La gestora subraya además que la base inversora continúa siendo uno de los principales factores limitantes para el crecimiento del segmento. Actualmente, la demanda está claramente liderada por inversores europeos, tradicionalmente más orientados hacia estrategias ESG que sus homólogos estadounidenses o asiáticos, lo que está reforzando el carácter eminentemente europeo, y particularmente denominado en euros, de este mercado.
En este contexto, Generali Investments considera poco probable un crecimiento significativo en el número de nuevos emisores durante los próximos años. La firma prevé que el mercado siga siendo altamente selectivo y dominado principalmente por países con grado de inversión que ya cuentan con marcos ESG consolidados.
En cuanto a la tipología de emisiones, los bonos verdes y los bonos sostenibles continúan representando la mayor parte del mercado. Por el contrario, los bonos sociales han perdido protagonismo de forma notable, mientras que los bonos vinculados a sostenibilidad permanecen como un segmento muy reducido, actualmente concentrado prácticamente en países como Chile y Uruguay.

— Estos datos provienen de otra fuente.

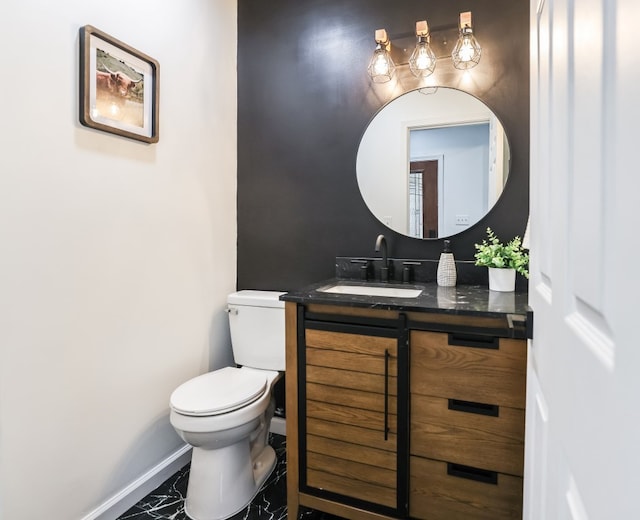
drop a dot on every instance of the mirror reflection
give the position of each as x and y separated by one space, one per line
432 162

Otro elemento que continúa generando debate entre los inversores es el denominado greenium, es decir, la prima de valoración que el mercado concede a emisiones sostenibles. Según la visión de Generali Investments, esta ventaja de precio sigue siendo reducida y continuará siendo limitada a medida que el mercado madure y aumente el peso de grandes emisores soberanos con grado de inversión.

La firma recuerda además que esta desaceleración no es exclusiva de mercados emergentes. Según datos del Instituto de Finanzas Internacionales, el mercado global de deuda sostenible, tanto corporativa como soberana, se encamina hacia su segundo año consecutivo de caída en emisiones, con un descenso cercano al 10% respecto a los niveles registrados en 2025.
De cara al futuro, la visión de Generali Investments apunta a que el mercado europeo seguirá liderando este segmento. Países como Polonia, Hungría o Rumanía continuarán teniendo un papel relevante, mientras que grandes emisores emergentes como México, Indonesia o Turquía tenderán a priorizar cada vez más emisiones ESG en euros frente al mercado denominado en dólares.
En opinión de la gestora, el mercado ha dejado atrás la fase de crecimiento acelerado y entra ahora en una etapa de consolidación, en la que la disciplina de emisión, la calidad crediticia y una demanda más selectiva serán factores determinantes para su evolución.